With both biologics and Janus kinase (JAK) inhibitors available to treat atopic dermatitis, providers have more options for patients, said Emma Guttman-Yassky, MD, PhD, FAAD, the Waldman Professor and System Chair of Dermatology and Immunology at the Icahn School of Medicine at Mount Sinai, the director of the Center for Excellence in Eczema and the Occupational Dermatitis Clinic, and director of the Laboratory for Inflammatory Skin Diseases.

Guttman-Yassky presented on new developments in atopic dermatitis at the annual meeting of the American Academy of Dermatology.

Transcripts

There are a handful of biologics and Janus kinase inhibitors approved now for atopic dermatitis. What are the pros and cons with each of these agents?
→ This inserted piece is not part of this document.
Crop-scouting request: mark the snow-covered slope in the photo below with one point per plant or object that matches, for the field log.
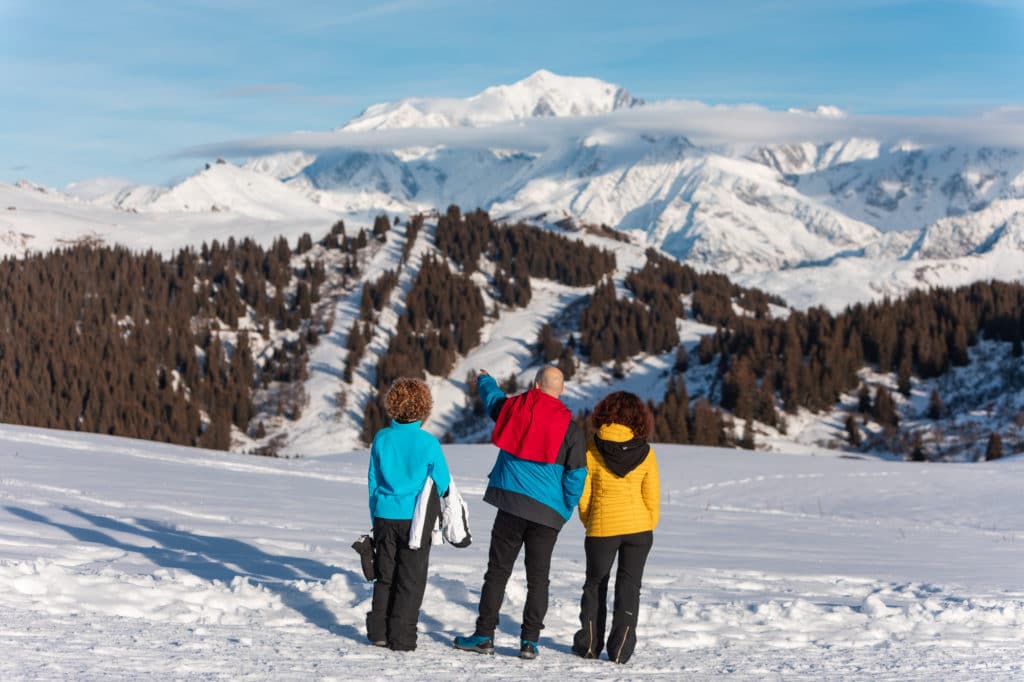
(850, 207)
(541, 94)
(124, 559)
(34, 218)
First of all, we like to have options for our patients, because always there will be patients that will not mind an injectable or even prefer to take something once every 2 weeks or every 4 weeks. But then there are patients that will say, “Doctor, no matter what I only want an oral.” I think we want options for our patients.
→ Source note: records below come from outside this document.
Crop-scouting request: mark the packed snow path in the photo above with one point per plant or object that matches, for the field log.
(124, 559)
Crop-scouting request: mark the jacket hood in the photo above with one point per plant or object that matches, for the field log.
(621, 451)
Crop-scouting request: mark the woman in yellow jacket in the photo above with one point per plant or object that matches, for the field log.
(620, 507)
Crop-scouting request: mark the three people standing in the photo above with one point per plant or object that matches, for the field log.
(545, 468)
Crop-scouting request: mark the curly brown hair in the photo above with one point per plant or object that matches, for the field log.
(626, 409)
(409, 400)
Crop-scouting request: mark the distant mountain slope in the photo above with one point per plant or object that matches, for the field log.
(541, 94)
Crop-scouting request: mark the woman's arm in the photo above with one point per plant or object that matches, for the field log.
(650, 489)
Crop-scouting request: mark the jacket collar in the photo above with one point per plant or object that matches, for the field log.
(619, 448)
Generally speaking, of course, biologics are more specific, because they target one immune molecule, and that's why in terms of a safety, usually, it's a little bit better because it's less broad. JAK inhibitors, they're still safe, but they are more broad. The more broad you are, of course, you will hit some things—that's the general rule. With that being said, the JAK inhibitors also showed good safety over time. Some of them have 3 and 4 years of safety, and also some of them have been tried in arthritis. So, we have that bulk of safety [data] as well. Some of them are new to dermatology.
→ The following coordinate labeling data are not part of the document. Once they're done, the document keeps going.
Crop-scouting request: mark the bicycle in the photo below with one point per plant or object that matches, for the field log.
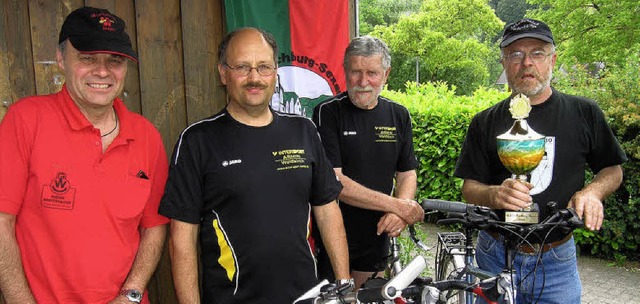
(455, 253)
(407, 287)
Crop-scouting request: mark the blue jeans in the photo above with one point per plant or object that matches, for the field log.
(552, 279)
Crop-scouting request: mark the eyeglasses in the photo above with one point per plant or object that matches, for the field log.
(244, 70)
(518, 57)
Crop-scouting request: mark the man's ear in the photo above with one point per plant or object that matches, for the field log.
(59, 59)
(223, 72)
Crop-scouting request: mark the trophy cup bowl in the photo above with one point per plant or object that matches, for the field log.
(520, 150)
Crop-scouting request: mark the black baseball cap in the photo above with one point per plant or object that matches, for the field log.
(526, 28)
(95, 30)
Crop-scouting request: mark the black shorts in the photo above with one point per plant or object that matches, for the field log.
(368, 256)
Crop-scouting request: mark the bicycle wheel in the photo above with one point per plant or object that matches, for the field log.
(450, 268)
Overall, we see a good in good safety. In particular, the diseases we are dealing with—atopic dermatitis and alopecia areata—these are younger patient populations. That's another thing to talk about.

It's exciting times, I think, in general in the field of atopic dermatitis, and also other diseases like alopecia areata, vitiligo, and so on, because we finally have new treatments. In atopic dermatitis in particularly, we are super excited: we have biologics, we have small molecules, we have topicals for the disease. So super exciting times. And finally, doctors and patients have options.

Have you found payer coverage to be more favorable to one or the other?

Of course, with dupilumab, because payers have experience, it's easier to approve. It's already been a while. The newer the agent, you have some struggles in the beginning, but we managed to overcome it. Sometimes you need to apply a few times, there are some prior authorizations, and our staff gets used to it. I guess, for an academic institution, it's a little bit easier. We have people doing these.